While a certain amount of Haredim have enlisted in the IDF every year in recent decades, the Haredim usually reject the practice of IDF service. Contentions include:
The Torato Umanuto arrangement was enshrined in the Tal Law that came into force in 2002. The High Court of Justice later ruled that it could not be extended in its current form beyond August 2012. A replacement was expected. The IDF was, however, experiencing a shortage of personnel, and there were pressures to reduce the scope of the Torato Omanuto exemption.
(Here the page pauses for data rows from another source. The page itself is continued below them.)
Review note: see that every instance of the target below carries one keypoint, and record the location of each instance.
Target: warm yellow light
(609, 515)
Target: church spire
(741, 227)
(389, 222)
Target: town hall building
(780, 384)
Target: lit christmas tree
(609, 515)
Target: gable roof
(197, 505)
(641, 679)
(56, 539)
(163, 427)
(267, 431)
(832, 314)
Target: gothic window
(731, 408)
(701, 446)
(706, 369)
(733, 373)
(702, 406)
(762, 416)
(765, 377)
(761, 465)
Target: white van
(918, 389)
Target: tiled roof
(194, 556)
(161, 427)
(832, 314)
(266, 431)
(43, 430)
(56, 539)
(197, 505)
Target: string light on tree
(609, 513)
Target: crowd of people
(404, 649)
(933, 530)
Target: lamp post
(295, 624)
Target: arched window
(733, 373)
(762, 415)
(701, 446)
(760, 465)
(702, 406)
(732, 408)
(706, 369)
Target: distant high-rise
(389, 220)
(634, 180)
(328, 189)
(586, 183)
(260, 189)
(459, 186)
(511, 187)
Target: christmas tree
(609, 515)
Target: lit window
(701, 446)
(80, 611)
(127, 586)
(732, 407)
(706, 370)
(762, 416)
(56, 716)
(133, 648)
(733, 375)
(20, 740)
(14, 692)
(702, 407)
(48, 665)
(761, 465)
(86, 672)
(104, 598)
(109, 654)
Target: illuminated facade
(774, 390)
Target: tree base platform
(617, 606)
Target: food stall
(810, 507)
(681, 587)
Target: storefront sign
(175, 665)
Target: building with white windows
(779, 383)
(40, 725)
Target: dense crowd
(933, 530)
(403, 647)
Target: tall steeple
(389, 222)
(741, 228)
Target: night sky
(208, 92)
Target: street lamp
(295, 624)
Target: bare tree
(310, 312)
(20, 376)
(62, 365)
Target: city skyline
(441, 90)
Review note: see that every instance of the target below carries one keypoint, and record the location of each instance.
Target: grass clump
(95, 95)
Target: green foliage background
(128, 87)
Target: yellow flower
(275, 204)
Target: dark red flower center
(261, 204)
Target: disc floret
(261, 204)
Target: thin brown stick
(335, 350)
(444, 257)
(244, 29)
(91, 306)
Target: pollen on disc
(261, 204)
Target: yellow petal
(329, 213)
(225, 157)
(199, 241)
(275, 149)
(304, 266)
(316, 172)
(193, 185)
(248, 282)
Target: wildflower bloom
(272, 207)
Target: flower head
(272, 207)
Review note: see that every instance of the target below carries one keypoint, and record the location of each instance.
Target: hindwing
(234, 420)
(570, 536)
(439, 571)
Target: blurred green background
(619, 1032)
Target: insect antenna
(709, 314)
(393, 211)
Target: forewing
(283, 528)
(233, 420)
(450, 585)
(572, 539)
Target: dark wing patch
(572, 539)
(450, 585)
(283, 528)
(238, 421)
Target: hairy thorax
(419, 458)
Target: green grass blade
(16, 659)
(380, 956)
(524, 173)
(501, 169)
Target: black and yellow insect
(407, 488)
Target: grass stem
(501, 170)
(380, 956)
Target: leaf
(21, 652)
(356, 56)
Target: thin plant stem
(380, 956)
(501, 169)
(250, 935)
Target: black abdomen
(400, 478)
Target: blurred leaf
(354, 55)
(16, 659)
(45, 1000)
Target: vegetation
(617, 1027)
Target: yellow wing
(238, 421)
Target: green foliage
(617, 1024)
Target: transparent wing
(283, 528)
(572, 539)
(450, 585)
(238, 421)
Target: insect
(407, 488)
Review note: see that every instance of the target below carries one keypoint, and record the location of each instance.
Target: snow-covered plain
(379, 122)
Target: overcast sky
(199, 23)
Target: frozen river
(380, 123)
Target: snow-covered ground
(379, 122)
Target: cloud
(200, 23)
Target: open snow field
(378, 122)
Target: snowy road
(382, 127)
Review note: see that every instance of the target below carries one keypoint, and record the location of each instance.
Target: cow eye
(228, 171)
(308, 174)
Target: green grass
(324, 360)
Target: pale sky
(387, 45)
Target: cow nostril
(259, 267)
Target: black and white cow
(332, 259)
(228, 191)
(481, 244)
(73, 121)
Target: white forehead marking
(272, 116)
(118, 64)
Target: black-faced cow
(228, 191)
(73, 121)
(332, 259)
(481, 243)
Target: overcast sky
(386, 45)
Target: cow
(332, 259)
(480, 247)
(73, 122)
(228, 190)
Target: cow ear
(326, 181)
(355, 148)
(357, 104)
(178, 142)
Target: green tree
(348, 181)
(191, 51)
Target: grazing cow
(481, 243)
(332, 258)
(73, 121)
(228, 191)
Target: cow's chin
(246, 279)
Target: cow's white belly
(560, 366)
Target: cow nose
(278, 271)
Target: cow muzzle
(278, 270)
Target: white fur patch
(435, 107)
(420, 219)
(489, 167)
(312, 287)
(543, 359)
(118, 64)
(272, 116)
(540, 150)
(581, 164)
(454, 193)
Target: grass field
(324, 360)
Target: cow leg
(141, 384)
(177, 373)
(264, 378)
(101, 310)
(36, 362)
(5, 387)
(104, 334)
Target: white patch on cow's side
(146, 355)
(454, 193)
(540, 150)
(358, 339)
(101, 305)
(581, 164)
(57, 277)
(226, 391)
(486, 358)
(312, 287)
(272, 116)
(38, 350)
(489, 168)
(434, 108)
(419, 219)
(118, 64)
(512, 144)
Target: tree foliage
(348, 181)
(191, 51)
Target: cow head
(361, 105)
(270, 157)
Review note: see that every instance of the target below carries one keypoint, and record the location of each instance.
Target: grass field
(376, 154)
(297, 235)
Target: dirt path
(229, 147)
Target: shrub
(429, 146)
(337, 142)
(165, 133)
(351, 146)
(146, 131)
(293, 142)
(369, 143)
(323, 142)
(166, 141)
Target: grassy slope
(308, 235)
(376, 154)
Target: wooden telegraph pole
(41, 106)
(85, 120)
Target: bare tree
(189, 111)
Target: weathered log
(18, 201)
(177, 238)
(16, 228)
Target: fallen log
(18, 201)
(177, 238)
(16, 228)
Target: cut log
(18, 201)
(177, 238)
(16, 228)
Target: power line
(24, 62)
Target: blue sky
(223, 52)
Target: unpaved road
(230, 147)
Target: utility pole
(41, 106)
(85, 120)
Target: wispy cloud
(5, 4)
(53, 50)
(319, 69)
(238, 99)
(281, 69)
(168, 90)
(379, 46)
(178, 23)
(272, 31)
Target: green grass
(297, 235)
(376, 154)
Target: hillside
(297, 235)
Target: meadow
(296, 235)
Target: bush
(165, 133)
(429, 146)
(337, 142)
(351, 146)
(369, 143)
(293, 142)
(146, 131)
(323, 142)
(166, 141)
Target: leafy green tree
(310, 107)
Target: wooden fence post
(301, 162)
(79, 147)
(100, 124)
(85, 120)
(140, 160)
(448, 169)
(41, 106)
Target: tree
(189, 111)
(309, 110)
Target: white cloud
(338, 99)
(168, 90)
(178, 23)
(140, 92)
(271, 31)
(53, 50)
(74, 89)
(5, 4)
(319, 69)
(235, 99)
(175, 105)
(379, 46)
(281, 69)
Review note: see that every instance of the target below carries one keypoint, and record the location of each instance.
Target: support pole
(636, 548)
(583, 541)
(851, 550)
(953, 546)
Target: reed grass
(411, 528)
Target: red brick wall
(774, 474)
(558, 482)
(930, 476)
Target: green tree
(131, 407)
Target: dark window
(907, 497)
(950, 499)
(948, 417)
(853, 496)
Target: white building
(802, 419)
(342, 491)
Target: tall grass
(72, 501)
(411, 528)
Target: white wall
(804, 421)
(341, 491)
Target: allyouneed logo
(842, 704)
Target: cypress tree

The Shahar program, also known as Shiluv Haredim (Ultra-Orthodox integration), allows Haredi men aged 22 to 26 to serve in the army for about a year and a half. At the beginning of their service, they study mathematics and English, which are often not well covered in Haredi boy schools. The program is partly aimed at encouraging Haredi participation in the workforce after military service. However, not all beneficiaries seem to be Haredim.
Over the years, as many as 1000 Haredi Jews have volunteered to serve in a Haredi Jewish unit of the IDF known as the Netzah Yehuda Battalion, or Nahal Haredi. The vast majority of Haredi men, however, continue to receive deferments from military service.
In March 2014, Israel's parliament approved legislation to end exemptions from military service for Haredi seminary students. The bill was passed by 65 votes to one, and an amendment allowing civilian national service by 67 to one.
There has been much uproar in Haredi society following actions towards Haredi conscription. While some Haredim see this as a great social and economic opportunity, others (including leading rabbis among them) strongly oppose this move. Among the extreme Haredim, there have been some more severe reactions. Several Haredi leaders have threatened that Haredi populations would leave the country if forced to enlist. Others have fueled public incitement against secular and National-Religious Jews, and specifically against politicians Yair Lapid and Naftali Bennett, who support and promote Haredi enlistment. Some Haredim have taken to threatening their fellows who agree to enlist, to the point of physically attacking some of them.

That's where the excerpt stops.